Improving Planning with Large Language Models: A Modular Agentic Architecture
Taylor Webb, Shanka Subhra Mondal, Ida Momennejad
TL;DR
This paper addresses the challenge of multi-step planning with large language models by proposing MAP, a modular, agentic architecture that decomposes planning into specialized LLM-powered components. MAP enables planning through recurrent interactions among Module-specific prompts (TaskDecomposer, Actor, Monitor, Predictor, Evaluator, Orchestrator) and a tree-search powered reasoning loop. Across graph traversal tasks, Tower of Hanoi, PlanBench, and StrategyQA, MAP outperforms standard LLM methods and competitive baselines, with ablations highlighting the critical roles of monitoring, subgoal decomposition, and search. The work demonstrates the value of modularity and planning orchestration in LLMs, and discusses avenues for reducing cost and extending to smaller models and tool use.
Abstract
Large language models (LLMs) demonstrate impressive performance on a wide variety of tasks, but they often struggle with tasks that require multi-step reasoning or goal-directed planning.

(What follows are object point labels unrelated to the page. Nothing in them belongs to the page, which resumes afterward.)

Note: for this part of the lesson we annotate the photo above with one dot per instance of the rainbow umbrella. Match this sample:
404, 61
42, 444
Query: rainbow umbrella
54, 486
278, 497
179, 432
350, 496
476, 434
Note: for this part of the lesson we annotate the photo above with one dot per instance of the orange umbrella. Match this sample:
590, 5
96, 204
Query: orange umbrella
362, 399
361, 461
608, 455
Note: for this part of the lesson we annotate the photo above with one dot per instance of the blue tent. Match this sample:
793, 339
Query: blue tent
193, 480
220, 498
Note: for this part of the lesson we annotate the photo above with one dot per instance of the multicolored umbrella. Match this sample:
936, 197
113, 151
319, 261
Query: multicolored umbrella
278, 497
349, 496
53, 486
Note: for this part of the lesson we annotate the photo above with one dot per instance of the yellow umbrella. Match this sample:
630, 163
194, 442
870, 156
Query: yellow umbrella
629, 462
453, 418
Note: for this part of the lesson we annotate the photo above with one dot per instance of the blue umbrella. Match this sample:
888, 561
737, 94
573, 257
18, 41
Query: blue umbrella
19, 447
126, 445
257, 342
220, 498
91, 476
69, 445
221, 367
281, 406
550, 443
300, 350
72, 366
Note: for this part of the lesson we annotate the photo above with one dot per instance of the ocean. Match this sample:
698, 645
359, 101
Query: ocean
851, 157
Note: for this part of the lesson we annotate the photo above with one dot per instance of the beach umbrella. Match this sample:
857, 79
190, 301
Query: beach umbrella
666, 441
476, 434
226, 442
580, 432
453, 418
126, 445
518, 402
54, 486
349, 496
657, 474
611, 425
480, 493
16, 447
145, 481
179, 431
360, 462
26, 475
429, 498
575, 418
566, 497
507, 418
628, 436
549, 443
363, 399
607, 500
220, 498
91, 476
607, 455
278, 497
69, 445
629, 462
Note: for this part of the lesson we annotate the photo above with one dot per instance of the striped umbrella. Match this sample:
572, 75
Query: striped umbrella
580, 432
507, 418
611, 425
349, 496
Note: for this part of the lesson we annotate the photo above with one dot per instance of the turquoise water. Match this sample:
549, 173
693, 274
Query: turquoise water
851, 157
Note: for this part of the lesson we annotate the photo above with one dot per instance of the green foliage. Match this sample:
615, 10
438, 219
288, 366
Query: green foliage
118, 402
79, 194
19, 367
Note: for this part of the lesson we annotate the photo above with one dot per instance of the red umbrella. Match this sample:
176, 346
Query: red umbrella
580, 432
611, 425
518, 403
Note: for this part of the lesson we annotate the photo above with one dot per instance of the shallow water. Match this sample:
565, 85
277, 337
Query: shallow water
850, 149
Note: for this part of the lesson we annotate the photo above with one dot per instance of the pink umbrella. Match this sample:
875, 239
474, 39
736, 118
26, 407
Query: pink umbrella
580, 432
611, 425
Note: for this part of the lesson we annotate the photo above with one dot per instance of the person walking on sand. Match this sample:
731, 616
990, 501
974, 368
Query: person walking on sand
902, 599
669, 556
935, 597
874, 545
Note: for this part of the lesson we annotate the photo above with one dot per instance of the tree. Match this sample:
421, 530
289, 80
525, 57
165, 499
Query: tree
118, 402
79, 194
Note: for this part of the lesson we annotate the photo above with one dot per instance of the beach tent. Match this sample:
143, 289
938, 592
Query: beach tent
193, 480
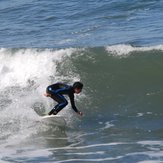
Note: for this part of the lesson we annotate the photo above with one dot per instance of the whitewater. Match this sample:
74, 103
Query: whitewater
121, 102
114, 47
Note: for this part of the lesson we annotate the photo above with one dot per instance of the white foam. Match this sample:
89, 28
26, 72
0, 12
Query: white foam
124, 50
25, 74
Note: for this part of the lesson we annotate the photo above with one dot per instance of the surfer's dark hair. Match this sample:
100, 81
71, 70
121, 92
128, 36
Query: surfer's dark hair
78, 85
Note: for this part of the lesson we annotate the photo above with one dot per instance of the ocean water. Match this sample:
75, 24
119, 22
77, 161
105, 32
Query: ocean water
115, 48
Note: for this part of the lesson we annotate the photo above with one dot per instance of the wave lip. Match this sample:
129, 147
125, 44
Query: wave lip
124, 49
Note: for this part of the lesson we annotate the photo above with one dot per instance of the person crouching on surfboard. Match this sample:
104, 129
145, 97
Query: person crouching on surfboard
56, 92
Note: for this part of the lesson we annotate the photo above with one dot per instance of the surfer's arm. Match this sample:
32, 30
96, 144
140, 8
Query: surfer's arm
73, 105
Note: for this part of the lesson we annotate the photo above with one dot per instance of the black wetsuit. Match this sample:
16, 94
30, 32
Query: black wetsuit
57, 91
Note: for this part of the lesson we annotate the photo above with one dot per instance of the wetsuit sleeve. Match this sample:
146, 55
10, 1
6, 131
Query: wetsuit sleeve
73, 103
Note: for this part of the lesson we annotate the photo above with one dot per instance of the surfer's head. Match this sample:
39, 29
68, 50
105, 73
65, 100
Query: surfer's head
77, 86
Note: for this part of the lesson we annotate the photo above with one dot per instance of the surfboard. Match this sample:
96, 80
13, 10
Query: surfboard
54, 120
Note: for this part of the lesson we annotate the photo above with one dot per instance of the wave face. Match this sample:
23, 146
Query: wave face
121, 102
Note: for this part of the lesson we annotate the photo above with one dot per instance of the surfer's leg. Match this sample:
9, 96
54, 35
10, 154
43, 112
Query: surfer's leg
62, 102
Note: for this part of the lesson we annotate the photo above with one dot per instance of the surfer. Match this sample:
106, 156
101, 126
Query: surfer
56, 92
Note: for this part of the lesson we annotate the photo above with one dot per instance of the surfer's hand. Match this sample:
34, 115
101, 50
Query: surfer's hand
47, 94
80, 113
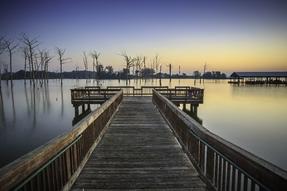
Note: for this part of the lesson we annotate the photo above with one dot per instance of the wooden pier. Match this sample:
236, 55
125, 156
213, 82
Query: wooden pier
133, 142
139, 150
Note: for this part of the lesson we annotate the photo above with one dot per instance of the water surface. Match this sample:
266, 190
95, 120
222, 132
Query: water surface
252, 117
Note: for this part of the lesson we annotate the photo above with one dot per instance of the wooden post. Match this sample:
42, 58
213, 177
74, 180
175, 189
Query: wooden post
76, 111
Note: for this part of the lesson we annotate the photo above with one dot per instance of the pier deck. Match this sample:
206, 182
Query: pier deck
138, 150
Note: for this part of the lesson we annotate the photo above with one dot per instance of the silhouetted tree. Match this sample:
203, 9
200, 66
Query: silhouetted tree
85, 62
129, 61
10, 46
31, 44
95, 55
62, 60
2, 46
25, 51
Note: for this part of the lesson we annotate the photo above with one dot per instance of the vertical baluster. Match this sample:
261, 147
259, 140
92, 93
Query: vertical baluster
61, 178
209, 164
216, 171
48, 177
252, 185
202, 156
220, 173
238, 180
43, 179
233, 178
57, 181
68, 163
224, 175
228, 176
245, 183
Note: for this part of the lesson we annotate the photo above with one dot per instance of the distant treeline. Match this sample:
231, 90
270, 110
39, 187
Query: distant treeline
148, 73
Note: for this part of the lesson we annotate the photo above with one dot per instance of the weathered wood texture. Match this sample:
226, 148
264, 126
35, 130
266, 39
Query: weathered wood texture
223, 165
53, 165
98, 95
138, 151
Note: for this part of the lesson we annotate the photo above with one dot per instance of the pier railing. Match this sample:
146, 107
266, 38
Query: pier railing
97, 94
55, 165
222, 165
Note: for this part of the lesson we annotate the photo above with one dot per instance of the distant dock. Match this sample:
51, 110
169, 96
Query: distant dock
140, 140
257, 78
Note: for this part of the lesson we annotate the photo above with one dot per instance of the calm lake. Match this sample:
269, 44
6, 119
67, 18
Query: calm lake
252, 117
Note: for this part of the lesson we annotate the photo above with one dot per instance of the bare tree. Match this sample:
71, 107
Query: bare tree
138, 65
47, 59
156, 62
62, 60
2, 46
10, 46
85, 62
31, 44
129, 61
25, 51
95, 55
44, 61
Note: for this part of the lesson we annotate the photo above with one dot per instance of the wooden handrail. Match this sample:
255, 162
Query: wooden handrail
41, 170
222, 164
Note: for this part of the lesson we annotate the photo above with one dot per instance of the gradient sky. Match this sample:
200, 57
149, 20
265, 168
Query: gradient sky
245, 35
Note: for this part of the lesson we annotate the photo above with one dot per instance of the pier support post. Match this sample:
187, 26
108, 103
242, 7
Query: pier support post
76, 111
83, 108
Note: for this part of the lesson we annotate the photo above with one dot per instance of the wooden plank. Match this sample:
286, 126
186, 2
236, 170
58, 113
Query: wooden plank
138, 151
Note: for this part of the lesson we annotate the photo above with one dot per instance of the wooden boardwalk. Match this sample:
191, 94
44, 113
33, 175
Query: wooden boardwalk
138, 151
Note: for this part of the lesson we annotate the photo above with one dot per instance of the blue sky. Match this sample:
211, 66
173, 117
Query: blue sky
228, 35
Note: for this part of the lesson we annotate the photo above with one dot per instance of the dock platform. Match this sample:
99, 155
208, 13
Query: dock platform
139, 150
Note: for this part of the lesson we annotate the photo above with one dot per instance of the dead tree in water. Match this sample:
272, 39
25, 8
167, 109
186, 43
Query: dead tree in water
129, 61
10, 46
62, 60
95, 55
25, 51
31, 45
44, 61
2, 48
85, 62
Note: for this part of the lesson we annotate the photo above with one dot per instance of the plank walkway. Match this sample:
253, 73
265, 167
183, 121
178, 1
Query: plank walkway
138, 151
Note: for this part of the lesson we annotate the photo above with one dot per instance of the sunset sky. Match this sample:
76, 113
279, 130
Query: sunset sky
246, 35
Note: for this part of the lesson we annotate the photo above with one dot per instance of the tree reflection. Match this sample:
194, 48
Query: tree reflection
2, 111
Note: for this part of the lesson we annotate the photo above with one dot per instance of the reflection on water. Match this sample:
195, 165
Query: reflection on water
253, 117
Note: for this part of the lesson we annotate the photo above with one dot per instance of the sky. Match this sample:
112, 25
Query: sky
227, 35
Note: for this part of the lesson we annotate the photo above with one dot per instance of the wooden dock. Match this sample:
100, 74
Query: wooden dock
139, 150
140, 142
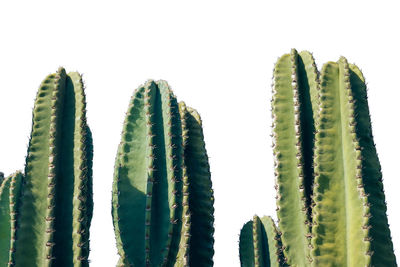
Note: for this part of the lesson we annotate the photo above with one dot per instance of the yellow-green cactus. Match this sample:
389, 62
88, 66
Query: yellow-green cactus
48, 222
331, 206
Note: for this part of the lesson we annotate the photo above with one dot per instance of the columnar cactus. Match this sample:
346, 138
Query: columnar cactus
331, 205
259, 240
162, 196
49, 222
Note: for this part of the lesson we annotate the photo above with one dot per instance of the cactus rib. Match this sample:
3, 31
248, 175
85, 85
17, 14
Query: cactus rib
56, 205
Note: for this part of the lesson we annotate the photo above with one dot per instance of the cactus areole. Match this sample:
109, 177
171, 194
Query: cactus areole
47, 210
330, 202
162, 195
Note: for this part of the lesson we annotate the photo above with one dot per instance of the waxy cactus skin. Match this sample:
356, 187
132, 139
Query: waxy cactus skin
330, 201
51, 202
162, 196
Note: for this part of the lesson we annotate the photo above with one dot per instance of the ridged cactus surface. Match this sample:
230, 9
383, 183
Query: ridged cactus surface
330, 202
162, 195
260, 244
10, 192
54, 211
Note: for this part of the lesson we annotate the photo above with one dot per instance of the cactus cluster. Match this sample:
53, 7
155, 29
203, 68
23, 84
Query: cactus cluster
330, 201
162, 196
45, 212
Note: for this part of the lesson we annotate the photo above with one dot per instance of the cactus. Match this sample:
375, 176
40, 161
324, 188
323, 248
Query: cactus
49, 222
162, 202
260, 243
331, 205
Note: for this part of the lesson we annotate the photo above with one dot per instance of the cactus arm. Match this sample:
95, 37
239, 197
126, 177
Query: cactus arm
260, 244
172, 141
36, 212
290, 99
15, 195
340, 216
5, 221
379, 232
184, 244
309, 79
129, 187
76, 138
53, 228
246, 246
308, 84
147, 216
272, 240
201, 197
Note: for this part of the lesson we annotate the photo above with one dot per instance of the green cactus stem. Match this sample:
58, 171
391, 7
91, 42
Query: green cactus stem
331, 205
10, 191
294, 102
260, 244
155, 218
55, 208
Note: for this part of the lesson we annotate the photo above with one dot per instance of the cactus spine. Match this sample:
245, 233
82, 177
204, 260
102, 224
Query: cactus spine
331, 206
162, 197
55, 208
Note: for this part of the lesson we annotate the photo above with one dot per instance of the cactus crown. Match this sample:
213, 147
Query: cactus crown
47, 210
330, 201
162, 196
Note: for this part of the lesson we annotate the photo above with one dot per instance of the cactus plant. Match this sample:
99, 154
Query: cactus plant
331, 206
48, 223
162, 197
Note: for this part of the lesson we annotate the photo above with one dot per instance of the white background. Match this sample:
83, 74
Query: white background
218, 57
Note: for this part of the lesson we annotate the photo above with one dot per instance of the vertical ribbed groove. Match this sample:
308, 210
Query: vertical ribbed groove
288, 160
15, 194
56, 109
184, 244
150, 168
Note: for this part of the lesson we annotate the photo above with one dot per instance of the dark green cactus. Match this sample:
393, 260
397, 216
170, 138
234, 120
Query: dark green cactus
331, 205
260, 243
162, 196
50, 221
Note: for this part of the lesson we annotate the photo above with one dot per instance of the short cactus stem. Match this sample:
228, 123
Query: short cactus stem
153, 182
331, 207
50, 219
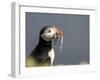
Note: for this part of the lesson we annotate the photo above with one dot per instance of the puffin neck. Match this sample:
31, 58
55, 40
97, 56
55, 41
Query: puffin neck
44, 43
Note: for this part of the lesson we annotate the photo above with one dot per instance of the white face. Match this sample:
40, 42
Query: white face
48, 34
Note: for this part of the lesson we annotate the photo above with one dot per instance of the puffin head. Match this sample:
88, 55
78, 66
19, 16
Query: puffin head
52, 33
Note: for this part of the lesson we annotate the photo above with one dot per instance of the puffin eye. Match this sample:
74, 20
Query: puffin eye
49, 30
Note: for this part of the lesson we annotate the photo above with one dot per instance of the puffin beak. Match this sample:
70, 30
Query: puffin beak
58, 37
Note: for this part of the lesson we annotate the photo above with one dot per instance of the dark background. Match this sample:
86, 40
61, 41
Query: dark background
76, 36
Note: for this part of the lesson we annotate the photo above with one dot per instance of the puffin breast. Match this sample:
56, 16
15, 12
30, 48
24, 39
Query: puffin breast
51, 54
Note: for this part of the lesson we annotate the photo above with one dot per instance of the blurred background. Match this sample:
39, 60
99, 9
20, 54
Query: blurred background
76, 36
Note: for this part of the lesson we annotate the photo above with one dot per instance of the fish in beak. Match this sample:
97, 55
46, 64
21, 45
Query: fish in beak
58, 37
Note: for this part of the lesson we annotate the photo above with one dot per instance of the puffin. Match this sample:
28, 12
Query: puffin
43, 54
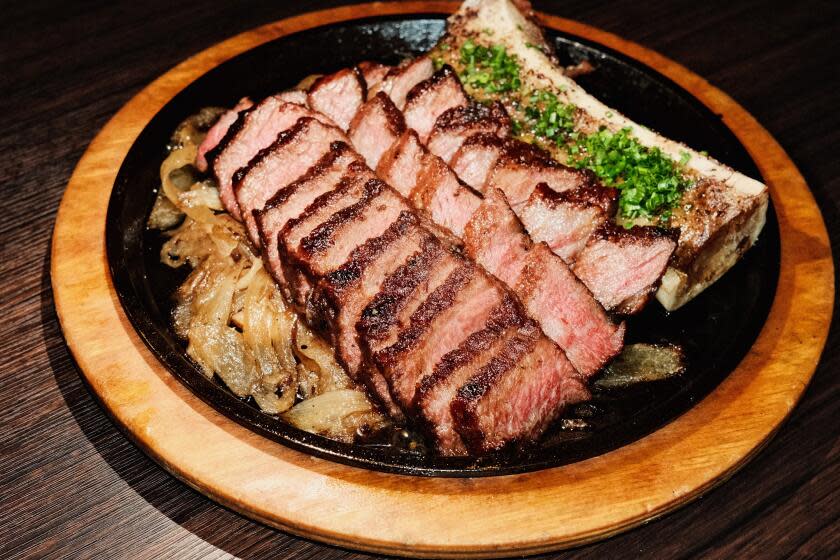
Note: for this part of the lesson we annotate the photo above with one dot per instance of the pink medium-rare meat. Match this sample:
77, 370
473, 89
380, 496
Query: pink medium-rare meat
373, 73
290, 201
329, 245
429, 99
517, 394
565, 220
456, 309
375, 128
521, 167
339, 95
568, 314
218, 131
254, 130
400, 79
567, 311
402, 162
290, 156
456, 125
440, 194
476, 158
437, 391
623, 267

Both cognitive neuroscience and reinforcement learning (RL) have proposed a number of interacting functional components that together implement search and evaluation in multi-step decision making. These components include conflict monitoring, state prediction, state evaluation, task decomposition, and orchestration. To improve planning with LLMs, we propose an agentic architecture, the Modular Agentic Planner (MAP), in which planning is accomplished via the recurrent interaction of the specialized modules mentioned above, each implemented using an LLM. MAP improves planning through the interaction of specialized modules that break down a larger problem into multiple brief automated calls to the LLM. We evaluate MAP on three challenging planning tasks -- graph traversal, Tower of Hanoi, and the PlanBench benchmark -- as well as an NLP task requiring multi-step reasoning (strategyQA). We find that MAP yields significant improvements over both standard LLM methods (zero-shot prompting, in-context learning) and competitive baselines (chain-of-thought, multi-agent debate, and tree-of-thought), can be effectively combined with smaller and more cost-efficient LLMs (Llama3-70B), and displays superior transfer across tasks. These results suggest the benefit of a modular and multi-agent approach to planning with LLMs.